Wenn auch die Requisiten ausgewechselt sind, so bleibt doch das paranoide Spiel dasselbe. Ob Nietzsche oder nationalistische Blogger, Haeckel oder Huntington, liberale Eliten oder "Kulturmarxisten", moslemische Migranten oder die Flut der "Minderwertigen" überhaupt, ob Mannweiber oder Feministinnen - die Strukturen des Hasses sind die gleichen geblieben. Der allem unterliegende Antrieb in beiden Fällen, so scheint es, ist eine männliche Angst vor Kontrollverlust, vor Impotenz, die in apokalyptisch begründete Gewalt umschlägt und die ihre Bilder und Argumente aus ihrer Umgebung nimmt; fast eine chemische Reaktion von Denken und Umwelt.
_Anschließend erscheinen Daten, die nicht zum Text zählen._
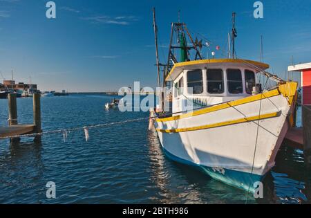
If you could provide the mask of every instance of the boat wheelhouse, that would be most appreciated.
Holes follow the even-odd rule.
[[[183,107],[200,108],[258,93],[261,87],[256,73],[268,68],[263,63],[232,59],[178,63],[166,79],[173,87],[172,111],[175,113],[186,111]]]

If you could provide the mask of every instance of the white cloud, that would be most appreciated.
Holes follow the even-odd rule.
[[[69,7],[64,6],[64,7],[61,7],[60,9],[63,10],[73,12],[75,12],[75,13],[79,13],[80,12],[79,10],[77,10],[76,9],[74,9],[74,8],[69,8]]]
[[[3,0],[1,0],[3,1]],[[0,10],[0,17],[3,17],[3,18],[6,18],[6,17],[10,17],[10,14],[7,12],[7,11],[4,11],[4,10]]]
[[[109,17],[109,16],[97,16],[82,18],[84,20],[89,20],[99,24],[115,24],[126,26],[131,24],[131,22],[137,21],[139,20],[138,17],[135,16],[118,16],[118,17]]]
[[[101,59],[115,59],[120,57],[120,55],[96,55],[92,56],[93,58],[101,58]]]

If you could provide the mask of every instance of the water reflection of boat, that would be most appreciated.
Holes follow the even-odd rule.
[[[0,91],[0,99],[6,99],[8,98],[9,92],[7,91]]]

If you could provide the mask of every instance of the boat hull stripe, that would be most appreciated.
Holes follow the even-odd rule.
[[[182,128],[182,129],[157,129],[156,130],[158,131],[160,131],[162,133],[178,133],[178,132],[202,130],[202,129],[211,129],[211,128],[228,126],[228,125],[235,125],[235,124],[239,124],[239,123],[248,122],[252,122],[252,121],[255,121],[255,120],[263,120],[263,119],[271,118],[274,118],[274,117],[280,116],[281,114],[281,111],[279,111],[278,112],[274,112],[274,113],[266,113],[266,114],[255,116],[252,116],[252,117],[248,117],[248,118],[241,118],[241,119],[225,121],[225,122],[218,122],[218,123],[214,123],[214,124],[209,124],[209,125],[199,126],[199,127],[188,127],[188,128]]]
[[[279,91],[279,90],[274,89],[274,90],[270,91],[265,93],[262,93],[262,94],[259,94],[259,95],[256,95],[256,96],[249,96],[249,97],[242,98],[242,99],[238,99],[238,100],[236,100],[231,102],[227,102],[227,103],[213,106],[211,107],[205,108],[202,109],[200,109],[200,110],[195,111],[191,111],[190,113],[185,113],[185,114],[182,114],[182,115],[179,115],[179,116],[172,116],[172,117],[166,118],[157,118],[157,119],[156,119],[156,122],[167,122],[167,121],[173,121],[173,120],[180,120],[180,119],[187,118],[189,118],[189,117],[192,117],[192,116],[196,116],[202,115],[202,114],[205,114],[205,113],[207,113],[220,111],[220,110],[227,109],[229,107],[236,107],[236,106],[255,102],[257,100],[263,100],[265,98],[271,98],[271,97],[274,97],[274,96],[279,96],[279,95],[281,95],[281,93]]]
Ernst Wagner lebte noch 25 Jahre im psychiatrischen Krankenhaus Winnenden. Er korrespondierte mit Schriftstellern und Gelehrten und schrieb Dramen, darunter eines über König Ludwig II. In seinen letzten Jahren schien er Schuldeinsicht in seine Tat zu haben. Er starb 1938 - kurz bevor die Nationalsozialisten die restlichen Patienten der Klinik als "lebensunwertes Leben" abtransportierten.